Thanks to these feedbacks, we decided to drop markdown files in certain detectors in an effort to reduce alert fatigue and increase our precision. To know which detectors are concerned, you can refer to detectors' pre-validation steps' documentation.
Cryptographic algorithms are tools used to secure communications over public channels such as the Internet. Based on mathematical hard problems, they are the building blocks of protocols such as TLS (for secure internet browsing via https) or SSH (for secure remote access to servers). The different security features provided by cryptography are authentication, authorization, and encryption. To this end, cryptographic algorithms are bound to cryptographic keys that are used to unlock or lock these functions.
We distinguish two types of keys, symmetric or asymmetric keys:
- A symmetric key is shared between the communicating entities.
- Asymmetric keys are composed of a public and a private key. The public key is distributed to everyone to initiate a communication or a protocol and the private key is used to verify and carry on the communication or the protocol.
Having access to someone's symmetric key or asymmetric private key can have devastating consequences.
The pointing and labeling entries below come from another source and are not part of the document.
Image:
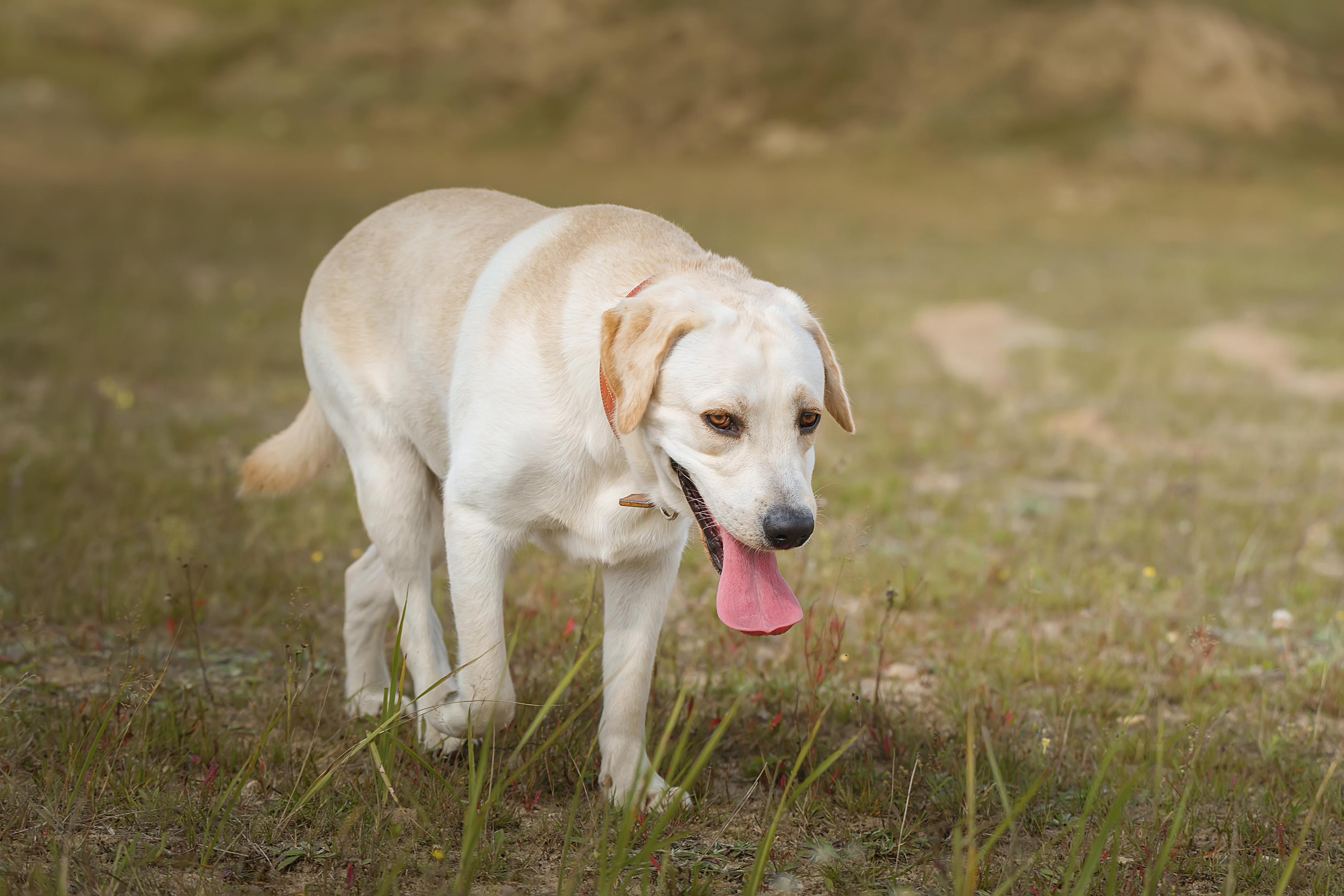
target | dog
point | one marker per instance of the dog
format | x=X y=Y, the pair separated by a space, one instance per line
x=586 y=379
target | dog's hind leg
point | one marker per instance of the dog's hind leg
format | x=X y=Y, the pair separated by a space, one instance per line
x=369 y=605
x=398 y=499
x=636 y=602
x=479 y=554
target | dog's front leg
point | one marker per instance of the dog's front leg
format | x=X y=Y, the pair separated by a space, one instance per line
x=636 y=602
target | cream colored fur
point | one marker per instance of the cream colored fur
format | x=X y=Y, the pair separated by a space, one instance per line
x=452 y=343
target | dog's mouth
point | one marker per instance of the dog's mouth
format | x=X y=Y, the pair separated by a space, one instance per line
x=753 y=597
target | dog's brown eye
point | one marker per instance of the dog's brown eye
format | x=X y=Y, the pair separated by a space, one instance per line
x=720 y=421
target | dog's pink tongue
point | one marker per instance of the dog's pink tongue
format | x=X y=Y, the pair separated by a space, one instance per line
x=753 y=596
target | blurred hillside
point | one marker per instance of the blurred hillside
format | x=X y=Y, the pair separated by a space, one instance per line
x=781 y=77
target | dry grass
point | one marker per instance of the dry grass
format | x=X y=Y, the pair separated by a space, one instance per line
x=1073 y=566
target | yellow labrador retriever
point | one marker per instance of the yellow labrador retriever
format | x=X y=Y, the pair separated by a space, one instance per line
x=588 y=379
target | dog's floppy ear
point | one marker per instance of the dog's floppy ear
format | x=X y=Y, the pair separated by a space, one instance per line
x=636 y=336
x=836 y=399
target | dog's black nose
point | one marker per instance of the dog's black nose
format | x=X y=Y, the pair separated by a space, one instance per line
x=787 y=527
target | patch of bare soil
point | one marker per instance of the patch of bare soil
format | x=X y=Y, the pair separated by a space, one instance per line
x=1175 y=62
x=973 y=342
x=1252 y=347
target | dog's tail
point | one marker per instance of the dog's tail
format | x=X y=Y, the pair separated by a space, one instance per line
x=293 y=457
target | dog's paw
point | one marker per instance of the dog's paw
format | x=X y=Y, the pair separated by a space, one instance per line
x=651 y=794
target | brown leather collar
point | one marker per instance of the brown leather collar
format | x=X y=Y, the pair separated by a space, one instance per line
x=639 y=499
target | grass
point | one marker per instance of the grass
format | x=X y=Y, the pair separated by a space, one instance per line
x=1042 y=686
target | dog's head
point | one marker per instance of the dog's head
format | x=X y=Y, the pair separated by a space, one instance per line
x=723 y=382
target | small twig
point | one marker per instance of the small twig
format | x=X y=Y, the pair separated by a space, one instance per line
x=195 y=626
x=741 y=804
x=909 y=789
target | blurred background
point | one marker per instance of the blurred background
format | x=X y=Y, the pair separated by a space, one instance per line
x=1082 y=264
x=1144 y=84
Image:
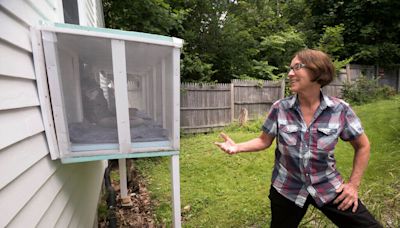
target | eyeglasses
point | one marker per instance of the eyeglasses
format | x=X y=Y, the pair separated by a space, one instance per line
x=297 y=66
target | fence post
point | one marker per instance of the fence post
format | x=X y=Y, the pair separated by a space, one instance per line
x=232 y=102
x=282 y=95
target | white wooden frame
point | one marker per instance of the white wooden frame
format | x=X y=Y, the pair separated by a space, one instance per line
x=118 y=38
x=60 y=137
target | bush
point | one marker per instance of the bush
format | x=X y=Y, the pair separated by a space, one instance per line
x=365 y=90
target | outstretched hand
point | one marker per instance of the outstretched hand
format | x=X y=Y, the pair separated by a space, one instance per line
x=348 y=197
x=228 y=146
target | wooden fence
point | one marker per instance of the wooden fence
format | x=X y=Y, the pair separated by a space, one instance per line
x=208 y=106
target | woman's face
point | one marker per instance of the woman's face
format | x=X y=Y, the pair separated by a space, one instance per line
x=300 y=77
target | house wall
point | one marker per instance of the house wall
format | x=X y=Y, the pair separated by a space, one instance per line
x=36 y=191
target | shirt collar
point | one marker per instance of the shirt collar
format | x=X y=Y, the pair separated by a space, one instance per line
x=325 y=101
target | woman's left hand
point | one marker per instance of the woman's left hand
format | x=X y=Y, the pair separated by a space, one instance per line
x=348 y=196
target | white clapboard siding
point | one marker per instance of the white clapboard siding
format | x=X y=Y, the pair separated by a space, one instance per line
x=15 y=62
x=35 y=191
x=38 y=205
x=15 y=159
x=17 y=93
x=15 y=195
x=14 y=32
x=19 y=124
x=31 y=12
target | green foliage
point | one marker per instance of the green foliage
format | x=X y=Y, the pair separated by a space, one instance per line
x=256 y=39
x=365 y=90
x=151 y=16
x=193 y=69
x=279 y=48
x=332 y=41
x=218 y=190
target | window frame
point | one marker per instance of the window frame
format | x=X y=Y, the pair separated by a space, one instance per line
x=51 y=93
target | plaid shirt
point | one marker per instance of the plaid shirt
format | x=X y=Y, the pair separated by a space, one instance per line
x=304 y=157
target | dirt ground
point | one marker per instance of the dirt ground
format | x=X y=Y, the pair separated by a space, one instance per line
x=139 y=213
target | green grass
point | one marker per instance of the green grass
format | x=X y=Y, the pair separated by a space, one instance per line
x=232 y=191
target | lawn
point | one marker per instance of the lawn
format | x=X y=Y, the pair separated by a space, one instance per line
x=218 y=190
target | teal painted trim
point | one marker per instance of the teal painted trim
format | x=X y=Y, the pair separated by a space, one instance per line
x=116 y=32
x=92 y=147
x=151 y=144
x=118 y=156
x=114 y=146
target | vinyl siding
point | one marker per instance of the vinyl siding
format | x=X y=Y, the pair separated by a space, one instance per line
x=35 y=191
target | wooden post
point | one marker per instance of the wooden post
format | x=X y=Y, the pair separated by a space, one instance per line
x=175 y=184
x=232 y=102
x=282 y=94
x=121 y=102
x=125 y=199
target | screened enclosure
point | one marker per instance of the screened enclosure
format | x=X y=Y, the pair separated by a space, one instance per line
x=112 y=92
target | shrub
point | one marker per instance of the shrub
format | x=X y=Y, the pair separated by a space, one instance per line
x=365 y=90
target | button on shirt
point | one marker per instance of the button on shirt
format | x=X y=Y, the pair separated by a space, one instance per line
x=304 y=156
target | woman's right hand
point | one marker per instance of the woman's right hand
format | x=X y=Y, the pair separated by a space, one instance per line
x=228 y=146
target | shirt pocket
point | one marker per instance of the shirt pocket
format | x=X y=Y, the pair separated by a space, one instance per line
x=288 y=135
x=327 y=138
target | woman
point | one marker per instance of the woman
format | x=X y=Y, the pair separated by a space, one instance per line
x=307 y=127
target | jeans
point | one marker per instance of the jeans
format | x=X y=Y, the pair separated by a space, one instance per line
x=286 y=213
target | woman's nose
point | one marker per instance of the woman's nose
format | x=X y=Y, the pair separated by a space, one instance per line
x=291 y=72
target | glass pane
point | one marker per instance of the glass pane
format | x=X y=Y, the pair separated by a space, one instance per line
x=88 y=90
x=146 y=77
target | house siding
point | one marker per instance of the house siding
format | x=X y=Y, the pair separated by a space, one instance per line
x=35 y=191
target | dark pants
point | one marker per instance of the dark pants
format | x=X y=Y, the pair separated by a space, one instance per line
x=286 y=213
A malicious adversary could then impersonate an entity, tamper its communications, or simply have access to all its secure data.
How we detect private keys
After the introduction of the series of IETF RFC 1421, 1422, 1423, and 1424 most implementation libraries involving cryptography (such as OpenSSL) use a shared format to store the cryptographic keys called PEM (stands for Privacy-Enhanced Mail). This format has a very structured form, always starting with the same pattern. This is very convenient for detection as it implies a high recall on the different implemented detectors. We based our family of cryptographic key detectors on the particularity of the PEM format to get very efficient and precise detectors. Here are the list of the detectors currently implemented in our suit:
- Generic private key.
- DSA private key.
- Elliptic curve private key.
- RSA private key.
- OpenSSH private key.
- PGP private key.
- Encrypted private key.
- Putty private key.
We targeted the main cryptographic algorithms or protocols, which are the most commonly used ones and referenced one by standard entities. For each of those algorithms, we implemented a detector for both the PEM format form and the Base64 encoded version.
What about public key certificates?
One frequently asked question by the public and our customers is about the sensitivity of a certificate. Public-key certificates are used in TLS protocols in order to establish authenticated and secure communication channels when browsing the web, displayed as https and a green lock on the website. They are in essence just public keys augmented with a signature that everyone can access to (simply click on the lock). As such, they have no sensitivity and the augmented signatures just provide trust to users that this certificate was issued by a trusted party. The trusted party is usually referenced by either the browser or the OS (Linux, Windows, macOS, etc) during installation.